With the Global Trade Data System, the information of the blueberry market in each country is just one click away. All information about imports, exports, history, prices, volumes, and values, are made available within the tool.
Fain then opened up the conversation about the new Degrees of Certainty tool. "Because this is the global trade data, we have a huge amount of it, so the question is: how much do we trust this data?"
The tool allows you to calculate how trustworthy it is by looking at how the information is updated.
Peru and trade data
Peru, for example, updates their trade information once volume is loaded onto a ship and it heads out to sea. Taking into consideration Peru's reports and how it updates in time, Fain explains that the Agronometrics team has never had to do an adjustment larger than 170 metric tons in the entire data set they've worked on.
"What we do is we make that information through a chart," Fain explained, "and we can see that the reported value, the estimated value, and the error range takes into account all of the variants that we've seen in the past.

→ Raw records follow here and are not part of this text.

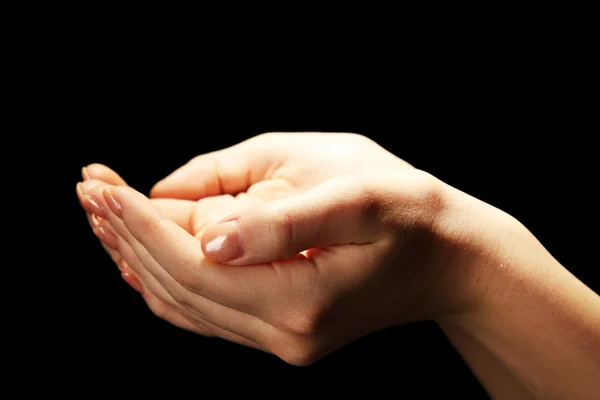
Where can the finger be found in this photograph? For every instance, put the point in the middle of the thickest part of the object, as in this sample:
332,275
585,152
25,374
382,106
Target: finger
179,211
228,171
102,173
337,212
184,320
211,209
165,250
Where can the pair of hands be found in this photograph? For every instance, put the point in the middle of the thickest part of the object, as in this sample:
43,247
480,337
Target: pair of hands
295,244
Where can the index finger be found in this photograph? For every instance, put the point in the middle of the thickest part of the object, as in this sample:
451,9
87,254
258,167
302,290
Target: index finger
180,255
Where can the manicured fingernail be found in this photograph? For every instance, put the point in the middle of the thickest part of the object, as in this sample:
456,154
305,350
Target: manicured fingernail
122,265
221,243
79,189
133,281
112,203
107,235
96,220
92,206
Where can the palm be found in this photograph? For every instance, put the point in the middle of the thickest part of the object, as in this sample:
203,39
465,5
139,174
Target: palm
209,209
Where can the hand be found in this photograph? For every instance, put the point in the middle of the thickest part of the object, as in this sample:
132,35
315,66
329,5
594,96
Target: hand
342,238
179,211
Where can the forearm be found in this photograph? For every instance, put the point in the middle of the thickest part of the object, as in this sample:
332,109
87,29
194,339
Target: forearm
499,382
535,317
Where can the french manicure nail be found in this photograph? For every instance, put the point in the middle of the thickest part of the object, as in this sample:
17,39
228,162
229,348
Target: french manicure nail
96,220
122,265
79,189
221,243
112,203
133,281
92,206
107,236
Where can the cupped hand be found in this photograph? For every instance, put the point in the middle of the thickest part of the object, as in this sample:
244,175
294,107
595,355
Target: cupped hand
310,241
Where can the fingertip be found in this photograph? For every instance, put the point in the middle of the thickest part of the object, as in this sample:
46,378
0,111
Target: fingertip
84,174
103,173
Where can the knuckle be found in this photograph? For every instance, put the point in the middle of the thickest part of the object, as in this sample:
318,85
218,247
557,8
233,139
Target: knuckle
297,352
428,190
306,321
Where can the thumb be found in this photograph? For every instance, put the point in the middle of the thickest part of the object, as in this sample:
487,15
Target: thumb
331,214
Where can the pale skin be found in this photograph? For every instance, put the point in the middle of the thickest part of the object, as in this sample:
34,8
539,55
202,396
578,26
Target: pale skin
297,244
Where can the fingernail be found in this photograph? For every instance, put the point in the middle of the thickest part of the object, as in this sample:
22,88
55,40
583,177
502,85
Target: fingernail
122,265
221,243
92,206
133,281
96,220
107,235
113,203
79,189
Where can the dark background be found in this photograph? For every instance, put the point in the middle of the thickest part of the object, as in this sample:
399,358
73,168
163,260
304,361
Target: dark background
522,171
508,123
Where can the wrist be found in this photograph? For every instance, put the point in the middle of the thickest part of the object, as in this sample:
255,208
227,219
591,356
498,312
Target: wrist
488,251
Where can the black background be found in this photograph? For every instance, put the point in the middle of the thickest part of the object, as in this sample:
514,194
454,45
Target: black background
507,125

This helps us set an expectation for how that might vary going into the future."
The tool shows you what is being exported, and breaks down the information by destination markets, giving the consumer a decent idea of what's going to be arriving. A powerful tool to "predict" for the future.
"This industry relies on that," Fain said. "If you want to know what's going to happen in the U.S. when Peru is the major supplier, which is the case, this is your best available indicator for what will happen in the next four to five weeks."
The tool also provides history that traces back as far as 10 years, so you can see the evolution of Peru, and price ranges and changes.
Peru is the best information the organization currently make available in global trade data, and the way the information is laid makes the new degree of certainty tool particularly useful for this dataset.
However, the tool is available for all countries, and what the tool does is provide you with a degree of error, that although high at times, can provide the user with an insight into trade and market decisions.